Elsie Shemin-Roth, 81, is asking the U.S. Defense Department to review the case of her father, Sgt. William Shemin, and other World War I heroes, claiming they may have been deprived of the recognition they deserved because of racial or religious discrimination.
Shemin, who was born in Bayonne, saved his fellow soldiers’ lives on three occasions during an intense three-day battle in France in 1918. He was awarded the Distinguished Service Cross, an award one step below the Congressional Medal of Honor. The accompanying citation praised Shemin for “extraordinary heroism in action” and said he “displayed great initiative under fire until wounded.”
“My father thought he should have gotten the Congressional Medal of Honor, but one of the men who served in combat with him told me, ‘He didn’t get it because he was a Jew,’” Shemin-Roth said.
“This man went above and beyond the call of duty,” she told NJ Jewish News in a telephone interview from her home in Labadie, Mo. “Because you’re a Jew, does that mean you are not entitled to be judged with the same standards as everybody else?

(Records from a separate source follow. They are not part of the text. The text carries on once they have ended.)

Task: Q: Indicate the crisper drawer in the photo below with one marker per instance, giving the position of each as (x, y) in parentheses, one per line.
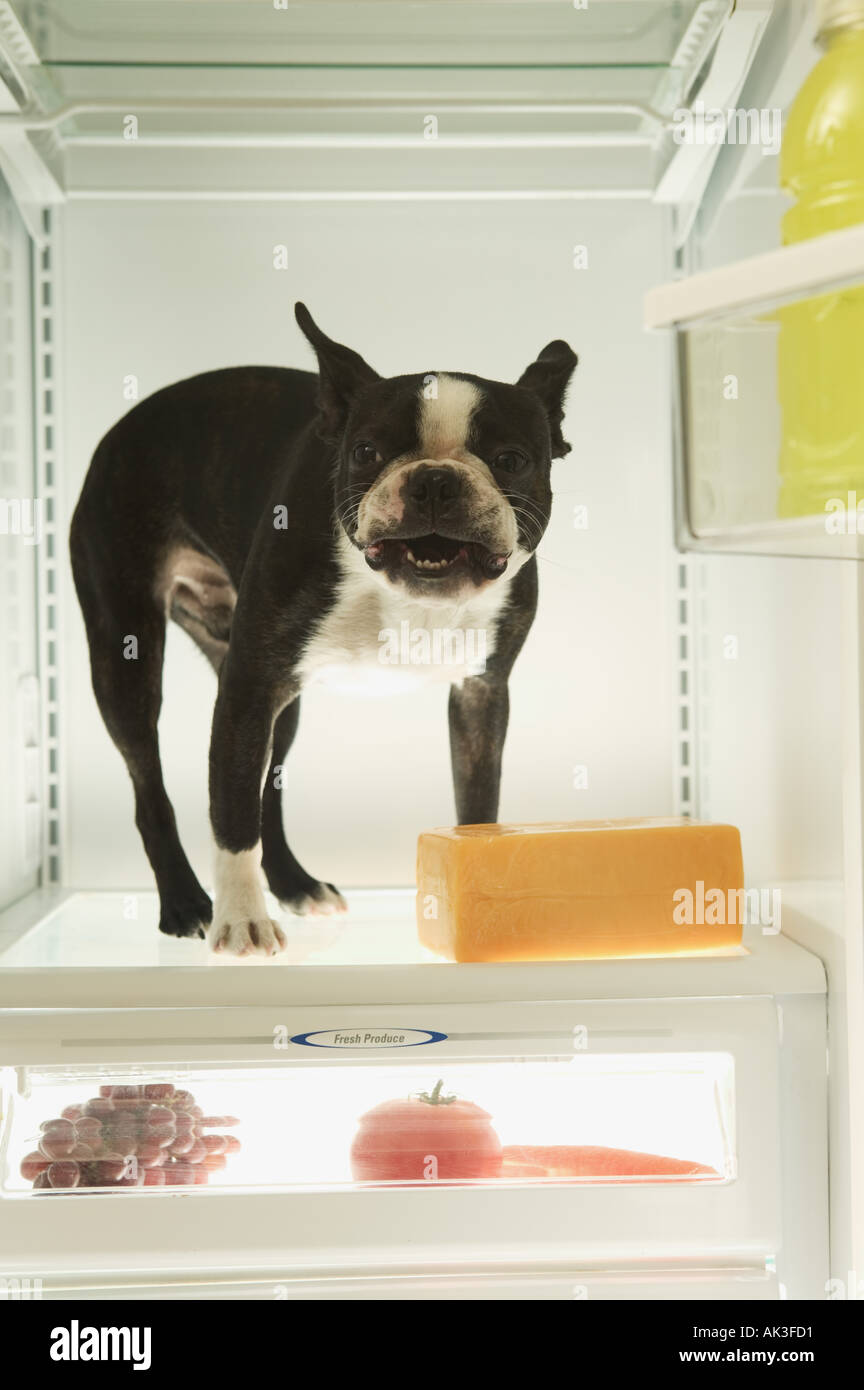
(292, 1139)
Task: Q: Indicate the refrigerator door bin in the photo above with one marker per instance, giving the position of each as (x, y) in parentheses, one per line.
(753, 338)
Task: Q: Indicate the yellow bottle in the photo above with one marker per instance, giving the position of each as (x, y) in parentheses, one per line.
(821, 341)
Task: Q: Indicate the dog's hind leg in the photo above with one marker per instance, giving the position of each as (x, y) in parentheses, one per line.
(288, 880)
(127, 666)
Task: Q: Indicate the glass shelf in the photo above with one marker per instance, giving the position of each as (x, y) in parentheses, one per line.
(364, 32)
(239, 67)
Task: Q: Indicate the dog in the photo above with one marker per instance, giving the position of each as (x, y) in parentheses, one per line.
(285, 520)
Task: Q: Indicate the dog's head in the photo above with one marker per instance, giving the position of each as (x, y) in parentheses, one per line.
(442, 478)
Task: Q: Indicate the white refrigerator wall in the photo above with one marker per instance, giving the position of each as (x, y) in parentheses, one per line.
(21, 533)
(164, 289)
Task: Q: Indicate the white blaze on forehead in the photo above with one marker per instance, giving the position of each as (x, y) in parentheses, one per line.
(445, 419)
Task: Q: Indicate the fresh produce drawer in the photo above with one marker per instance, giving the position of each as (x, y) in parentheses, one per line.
(310, 1147)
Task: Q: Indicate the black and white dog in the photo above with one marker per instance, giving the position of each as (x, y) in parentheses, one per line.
(285, 520)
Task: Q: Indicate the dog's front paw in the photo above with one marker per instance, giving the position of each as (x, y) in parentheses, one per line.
(185, 913)
(243, 937)
(318, 900)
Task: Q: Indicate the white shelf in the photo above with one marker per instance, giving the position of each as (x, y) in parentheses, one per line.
(759, 284)
(78, 951)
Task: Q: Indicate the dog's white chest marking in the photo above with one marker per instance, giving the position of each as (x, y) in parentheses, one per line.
(378, 642)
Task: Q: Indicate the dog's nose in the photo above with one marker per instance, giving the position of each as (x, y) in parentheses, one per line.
(434, 485)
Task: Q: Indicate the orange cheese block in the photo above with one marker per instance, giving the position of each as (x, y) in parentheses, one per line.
(570, 891)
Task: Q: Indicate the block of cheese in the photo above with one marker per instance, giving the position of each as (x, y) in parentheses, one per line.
(570, 891)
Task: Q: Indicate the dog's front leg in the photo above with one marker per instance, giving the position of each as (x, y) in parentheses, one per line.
(239, 747)
(478, 724)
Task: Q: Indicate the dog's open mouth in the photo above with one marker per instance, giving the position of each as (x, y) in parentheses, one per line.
(434, 556)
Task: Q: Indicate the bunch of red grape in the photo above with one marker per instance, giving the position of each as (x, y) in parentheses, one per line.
(131, 1136)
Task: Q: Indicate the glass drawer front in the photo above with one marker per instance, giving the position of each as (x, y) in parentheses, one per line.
(618, 1119)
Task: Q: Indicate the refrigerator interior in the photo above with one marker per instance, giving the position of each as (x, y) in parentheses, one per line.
(189, 173)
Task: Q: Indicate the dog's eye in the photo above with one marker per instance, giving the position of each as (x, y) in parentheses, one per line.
(366, 453)
(510, 460)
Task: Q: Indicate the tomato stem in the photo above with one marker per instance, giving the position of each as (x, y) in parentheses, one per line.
(435, 1097)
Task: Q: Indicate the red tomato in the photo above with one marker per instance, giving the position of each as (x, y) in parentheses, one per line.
(428, 1137)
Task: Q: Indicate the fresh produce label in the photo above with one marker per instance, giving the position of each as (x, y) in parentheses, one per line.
(368, 1037)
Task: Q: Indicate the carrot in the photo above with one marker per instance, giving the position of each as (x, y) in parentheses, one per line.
(593, 1161)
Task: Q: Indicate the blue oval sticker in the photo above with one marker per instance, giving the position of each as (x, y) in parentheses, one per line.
(368, 1037)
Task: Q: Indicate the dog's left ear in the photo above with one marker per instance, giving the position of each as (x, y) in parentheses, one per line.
(549, 378)
(342, 373)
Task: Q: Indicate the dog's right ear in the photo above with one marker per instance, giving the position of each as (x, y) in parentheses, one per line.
(342, 374)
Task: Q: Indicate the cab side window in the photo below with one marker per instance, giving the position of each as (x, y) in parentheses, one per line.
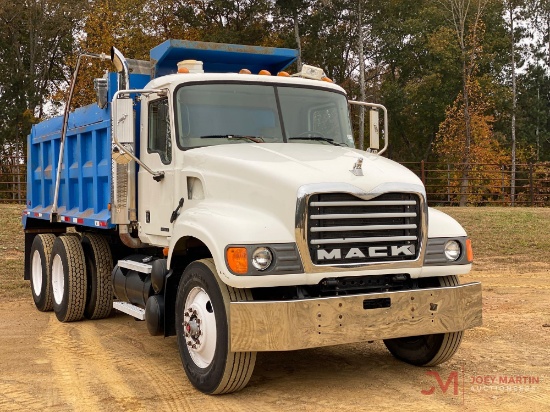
(159, 130)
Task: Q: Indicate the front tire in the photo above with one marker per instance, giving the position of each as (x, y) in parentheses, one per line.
(41, 280)
(202, 311)
(69, 283)
(427, 350)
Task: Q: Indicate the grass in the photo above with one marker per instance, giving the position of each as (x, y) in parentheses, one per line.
(514, 239)
(506, 238)
(12, 248)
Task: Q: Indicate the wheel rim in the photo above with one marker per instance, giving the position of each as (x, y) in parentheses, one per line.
(58, 280)
(36, 273)
(199, 327)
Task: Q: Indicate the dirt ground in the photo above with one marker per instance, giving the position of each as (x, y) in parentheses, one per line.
(114, 364)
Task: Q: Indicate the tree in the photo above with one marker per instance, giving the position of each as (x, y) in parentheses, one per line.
(36, 37)
(486, 153)
(466, 18)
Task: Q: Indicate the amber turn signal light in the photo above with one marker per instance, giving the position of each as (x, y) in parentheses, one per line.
(237, 260)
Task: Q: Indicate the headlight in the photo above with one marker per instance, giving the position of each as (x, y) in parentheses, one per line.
(452, 250)
(262, 258)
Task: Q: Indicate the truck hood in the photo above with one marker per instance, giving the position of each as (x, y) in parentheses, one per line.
(252, 189)
(292, 165)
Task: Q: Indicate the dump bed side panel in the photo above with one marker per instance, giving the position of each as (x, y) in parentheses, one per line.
(85, 183)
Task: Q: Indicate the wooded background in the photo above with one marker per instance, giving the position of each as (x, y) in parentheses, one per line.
(466, 82)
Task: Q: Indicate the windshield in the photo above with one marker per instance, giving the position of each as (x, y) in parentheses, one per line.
(213, 114)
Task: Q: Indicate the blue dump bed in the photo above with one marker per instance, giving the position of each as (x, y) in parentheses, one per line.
(85, 184)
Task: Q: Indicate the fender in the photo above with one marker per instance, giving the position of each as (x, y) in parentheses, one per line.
(218, 224)
(443, 225)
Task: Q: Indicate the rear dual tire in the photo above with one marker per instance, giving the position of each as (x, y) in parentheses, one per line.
(40, 254)
(69, 281)
(71, 274)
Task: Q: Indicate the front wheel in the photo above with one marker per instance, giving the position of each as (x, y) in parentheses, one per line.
(202, 312)
(427, 350)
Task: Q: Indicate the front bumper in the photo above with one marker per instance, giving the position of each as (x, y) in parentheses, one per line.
(310, 323)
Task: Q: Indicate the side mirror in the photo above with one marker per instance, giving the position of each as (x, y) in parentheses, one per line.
(374, 130)
(101, 89)
(123, 120)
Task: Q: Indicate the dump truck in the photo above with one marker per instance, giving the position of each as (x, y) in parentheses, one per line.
(221, 200)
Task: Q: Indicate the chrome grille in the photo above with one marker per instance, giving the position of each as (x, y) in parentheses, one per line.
(344, 229)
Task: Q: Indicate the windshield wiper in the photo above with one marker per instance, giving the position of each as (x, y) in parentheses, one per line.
(254, 139)
(317, 138)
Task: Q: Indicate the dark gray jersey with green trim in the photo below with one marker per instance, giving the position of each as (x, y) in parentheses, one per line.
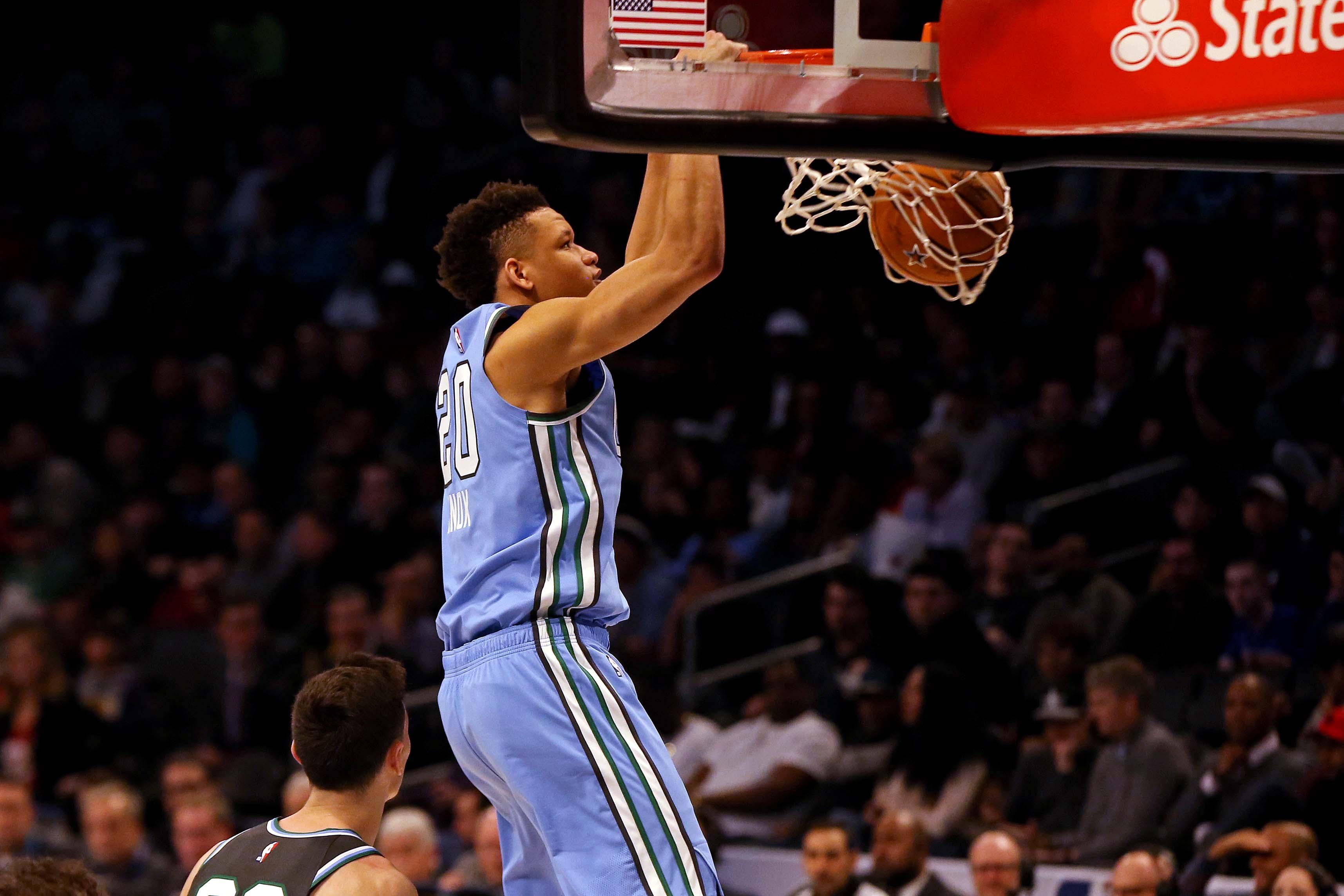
(268, 860)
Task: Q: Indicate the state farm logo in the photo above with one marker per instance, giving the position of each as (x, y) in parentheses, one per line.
(1156, 34)
(1266, 29)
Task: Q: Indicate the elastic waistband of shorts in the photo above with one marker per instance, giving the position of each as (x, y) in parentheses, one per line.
(521, 637)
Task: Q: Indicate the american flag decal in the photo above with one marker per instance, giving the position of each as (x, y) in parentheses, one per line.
(659, 24)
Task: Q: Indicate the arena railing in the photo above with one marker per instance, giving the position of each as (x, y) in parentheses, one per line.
(694, 680)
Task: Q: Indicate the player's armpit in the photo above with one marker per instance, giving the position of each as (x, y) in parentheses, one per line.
(369, 876)
(191, 878)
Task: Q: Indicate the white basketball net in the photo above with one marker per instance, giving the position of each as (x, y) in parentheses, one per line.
(834, 195)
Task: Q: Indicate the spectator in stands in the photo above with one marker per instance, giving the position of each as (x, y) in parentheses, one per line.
(866, 753)
(1183, 623)
(408, 839)
(1272, 849)
(1006, 597)
(758, 773)
(1306, 879)
(1060, 661)
(111, 820)
(847, 651)
(1324, 790)
(351, 628)
(1050, 784)
(482, 871)
(198, 823)
(1136, 874)
(1246, 784)
(1284, 548)
(1093, 598)
(107, 679)
(942, 501)
(997, 864)
(1331, 616)
(936, 628)
(939, 766)
(1139, 774)
(1265, 635)
(901, 858)
(21, 833)
(246, 704)
(183, 776)
(984, 438)
(257, 570)
(1115, 409)
(828, 860)
(49, 878)
(1195, 515)
(686, 734)
(46, 735)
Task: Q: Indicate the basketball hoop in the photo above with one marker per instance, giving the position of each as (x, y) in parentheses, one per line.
(932, 226)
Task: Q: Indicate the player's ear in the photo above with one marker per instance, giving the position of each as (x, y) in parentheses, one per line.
(517, 277)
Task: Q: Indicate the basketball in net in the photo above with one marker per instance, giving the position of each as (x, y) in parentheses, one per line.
(933, 226)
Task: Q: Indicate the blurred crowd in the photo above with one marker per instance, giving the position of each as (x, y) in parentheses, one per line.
(219, 340)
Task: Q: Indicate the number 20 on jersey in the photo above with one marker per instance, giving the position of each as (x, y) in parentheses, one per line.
(458, 449)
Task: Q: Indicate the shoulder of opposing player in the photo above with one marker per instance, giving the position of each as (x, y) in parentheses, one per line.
(369, 876)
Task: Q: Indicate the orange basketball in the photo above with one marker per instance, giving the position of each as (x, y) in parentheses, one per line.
(956, 235)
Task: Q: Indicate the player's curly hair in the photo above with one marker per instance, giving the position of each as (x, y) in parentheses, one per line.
(476, 237)
(49, 878)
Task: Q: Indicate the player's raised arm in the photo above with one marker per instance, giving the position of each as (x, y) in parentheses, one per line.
(564, 334)
(648, 219)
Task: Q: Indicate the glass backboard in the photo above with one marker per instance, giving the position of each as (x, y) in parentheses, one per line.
(995, 85)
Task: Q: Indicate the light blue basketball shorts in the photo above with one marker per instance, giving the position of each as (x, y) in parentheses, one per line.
(546, 723)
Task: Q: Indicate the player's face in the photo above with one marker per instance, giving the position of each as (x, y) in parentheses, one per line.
(557, 265)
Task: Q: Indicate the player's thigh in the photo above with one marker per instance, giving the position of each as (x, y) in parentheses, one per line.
(561, 730)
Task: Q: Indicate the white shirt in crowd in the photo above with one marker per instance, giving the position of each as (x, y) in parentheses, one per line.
(746, 754)
(940, 813)
(690, 745)
(950, 522)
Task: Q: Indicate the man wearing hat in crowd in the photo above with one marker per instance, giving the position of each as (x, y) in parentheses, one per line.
(1050, 784)
(1265, 636)
(1293, 559)
(1323, 790)
(867, 748)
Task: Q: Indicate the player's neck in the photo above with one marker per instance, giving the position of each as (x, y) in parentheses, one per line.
(361, 812)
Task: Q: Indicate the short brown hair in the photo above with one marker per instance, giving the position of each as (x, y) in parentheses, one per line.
(1124, 676)
(346, 719)
(476, 237)
(116, 793)
(212, 800)
(49, 878)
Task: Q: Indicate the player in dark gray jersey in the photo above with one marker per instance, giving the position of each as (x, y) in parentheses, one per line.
(351, 738)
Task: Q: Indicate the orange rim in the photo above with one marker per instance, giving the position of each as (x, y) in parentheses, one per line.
(818, 57)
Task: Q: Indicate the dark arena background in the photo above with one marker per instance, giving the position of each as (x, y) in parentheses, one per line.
(917, 550)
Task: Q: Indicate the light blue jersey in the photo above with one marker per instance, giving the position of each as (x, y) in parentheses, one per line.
(541, 717)
(529, 499)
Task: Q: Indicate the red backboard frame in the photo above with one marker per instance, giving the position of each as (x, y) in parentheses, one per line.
(577, 93)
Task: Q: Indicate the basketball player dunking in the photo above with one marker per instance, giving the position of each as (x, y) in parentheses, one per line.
(541, 717)
(350, 737)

He was not.”
Shemin lived until 1973 but never fought to gain the recognition. “I would say, ‘Daddy, this is so unfair,’ and he would say, ‘That’s just the way it is.’”
Shemin-Roth is working with Rep. Blaine Luetkemeyer (R-Mo.) on a bill that would allow a review of Jewish World War I veterans’ possible qualifications for the Medal of Honor.
“Thousands of Jewish soldiers served bravely in defense of our nation during World War I, but unfortunately discrimination at the time denied many of them certain military honors, including the Medal of Honor,” said Luetkemeyer in a press release.
Shemin-Roth said she believes that an army captain who served with her father “was very anti-Semitic. The only reason he recommended my father for a Distinguished Service Cross was because he would have been killed by his men if he didn’t. It was a very nasty situation.”
Out of 3,468 Medals of Honor awarded since the Civil War, 13 have gone to Jews.
Joseph Bendersky, a professor of history and director of graduate studies at Virginia Commonwealth University, told NJJN he had “no specific information on the denial of medals to Jews, although the issue keeps coming up. But anti-Semitism in the U.S. Army was quite prevalent, especially in World War I…. In the minds of anti-Semites, medals won by Jews were rarely deserved.”
Erwin Burtnick, a retired army colonel who commands the Jewish War Veterans in Maryland and reviews records of combat heroism, is not sure whether anti-Semitism is to blame for the lesser award Shemin received.
Nevertheless, he said, “it looked like it would have been an appropriate recommendation for a Medal of Honor. Some of the other DSC citations were for lesser acts than he had done, and the criteria for the two medals are very similar.”